Overwegingen bij COM(2014)314 - Standpunt EU in UNECE over wijziging reeks punten in VN-regels, o.a. inzake verbeterde emissiebeheerinrichtingen voor zware bedrijfsvoertuigen en constructie van voertuigen

Dit is een beperkte versie

U kijkt naar een beperkte versie van dit dossier in de EU Monitor.

 
 
(1) Overeenkomstig Besluit 97/836/EG van de Raad[3] is de Unie toegetreden tot de Overeenkomst van de Economische Commissie voor Europa van de Verenigde Naties (VN/ECE) betreffende het aannemen van eenvormige technische eisen voor wielvoertuigen, uitrustingsstukken en onderdelen die kunnen worden aangebracht en/of gebruikt op wielvoertuigen en de voorwaarden voor wederzijdse erkenning van goedkeuringen verleend op basis van deze eisen ("Herziene Overeenkomst van 1958").

(2) Overeenkomstig Besluit 2000/125/EG van de Raad[4] is de Unie toegetreden tot de Overeenkomst betreffende de vaststelling van mondiale technische reglementen voor wielvoertuigen, uitrustingsstukken en onderdelen die kunnen worden aangebracht en/of gebruikt op wielvoertuigen ("Parallelle Overeenkomst").

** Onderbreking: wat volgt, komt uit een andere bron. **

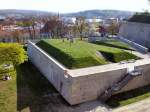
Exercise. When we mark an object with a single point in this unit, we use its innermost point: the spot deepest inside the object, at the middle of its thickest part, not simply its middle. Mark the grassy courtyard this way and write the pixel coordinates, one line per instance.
(24, 93)
(82, 54)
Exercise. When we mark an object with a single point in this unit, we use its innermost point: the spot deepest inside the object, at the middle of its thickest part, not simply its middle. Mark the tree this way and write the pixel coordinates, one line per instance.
(16, 35)
(82, 26)
(12, 53)
(113, 28)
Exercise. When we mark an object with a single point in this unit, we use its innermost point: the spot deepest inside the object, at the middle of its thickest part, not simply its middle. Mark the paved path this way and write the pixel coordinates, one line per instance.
(141, 55)
(141, 106)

(3) Bij Richtlijn 2007/46/EG van het Europees Parlement en de Raad[5] zijn de nationale goedkeuringssystemen van de lidstaten vervangen door een goedkeuringsprocedure van de Unie en is een geharmoniseerd kader vastgesteld met bestuursrechtelijke bepalingen en algemene technische voorschriften voor alle nieuwe voertuigen, systemen, onderdelen en technische eenheden. Met die richtlijn zijn de VN-reglementen als voorschriften voor de typegoedkeuring of als alternatieven voor de wetgeving van de Unie in het EU-typegoedkeuringssysteem opgenomen. Sinds de vaststelling van die richtlijn hebben VN-reglementen de wetgeving van de Unie in het kader van de EU-typegoedkeuring steeds meer vervangen.

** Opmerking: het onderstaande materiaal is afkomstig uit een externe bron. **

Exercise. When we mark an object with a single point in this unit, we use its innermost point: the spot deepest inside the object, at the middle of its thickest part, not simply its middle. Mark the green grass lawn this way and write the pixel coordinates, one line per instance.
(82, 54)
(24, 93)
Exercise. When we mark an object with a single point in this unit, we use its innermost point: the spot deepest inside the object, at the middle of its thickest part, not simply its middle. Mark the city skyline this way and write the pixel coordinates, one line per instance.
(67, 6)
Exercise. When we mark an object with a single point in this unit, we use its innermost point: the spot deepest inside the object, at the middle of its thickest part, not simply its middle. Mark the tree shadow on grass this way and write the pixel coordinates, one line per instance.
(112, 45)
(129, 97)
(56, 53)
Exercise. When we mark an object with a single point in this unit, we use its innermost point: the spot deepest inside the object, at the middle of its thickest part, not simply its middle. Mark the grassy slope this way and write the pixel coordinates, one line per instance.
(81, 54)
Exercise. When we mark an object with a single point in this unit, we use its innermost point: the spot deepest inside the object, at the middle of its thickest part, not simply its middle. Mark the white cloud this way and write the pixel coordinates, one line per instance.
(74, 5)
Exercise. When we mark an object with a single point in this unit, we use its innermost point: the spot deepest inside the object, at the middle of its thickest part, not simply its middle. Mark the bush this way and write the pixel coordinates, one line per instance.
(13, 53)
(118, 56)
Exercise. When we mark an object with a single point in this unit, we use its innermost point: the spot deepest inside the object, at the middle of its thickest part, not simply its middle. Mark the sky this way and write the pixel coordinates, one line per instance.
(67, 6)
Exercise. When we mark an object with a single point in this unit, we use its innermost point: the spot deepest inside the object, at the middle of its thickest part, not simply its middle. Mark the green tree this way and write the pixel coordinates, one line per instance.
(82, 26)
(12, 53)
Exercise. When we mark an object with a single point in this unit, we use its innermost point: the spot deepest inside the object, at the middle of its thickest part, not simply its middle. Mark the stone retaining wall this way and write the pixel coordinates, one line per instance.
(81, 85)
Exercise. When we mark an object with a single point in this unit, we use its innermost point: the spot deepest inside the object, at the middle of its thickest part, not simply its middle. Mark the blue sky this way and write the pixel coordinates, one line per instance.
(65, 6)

(4) Gezien de opgedane ervaring en de technische ontwikkelingen moeten de voorschriften voor bepaalde elementen of kenmerken die vallen onder de VN-Reglementen nrs. 13, 13H, 14, 29, 44, 49, 51, 54, 75, 83, 90, 101, 106, 121, 127, het VN-Reglement inzake verbeterde emissiebeheerinrichtingen voor zware bedrijfsvoertuigen en de Geconsolideerde VN-resolutie betreffende de constructie van voertuigen (R.E.3), worden aangepast.

(5) Het is derhalve wenselijk het standpunt te bepalen dat namens de Unie in het Administratief Comité van de Herziene Overeenkomst van 1958 en in het Uitvoerend Comité van de Parallelle Overeenkomst moet worden ingenomen over het aannemen van die VN-handelingen.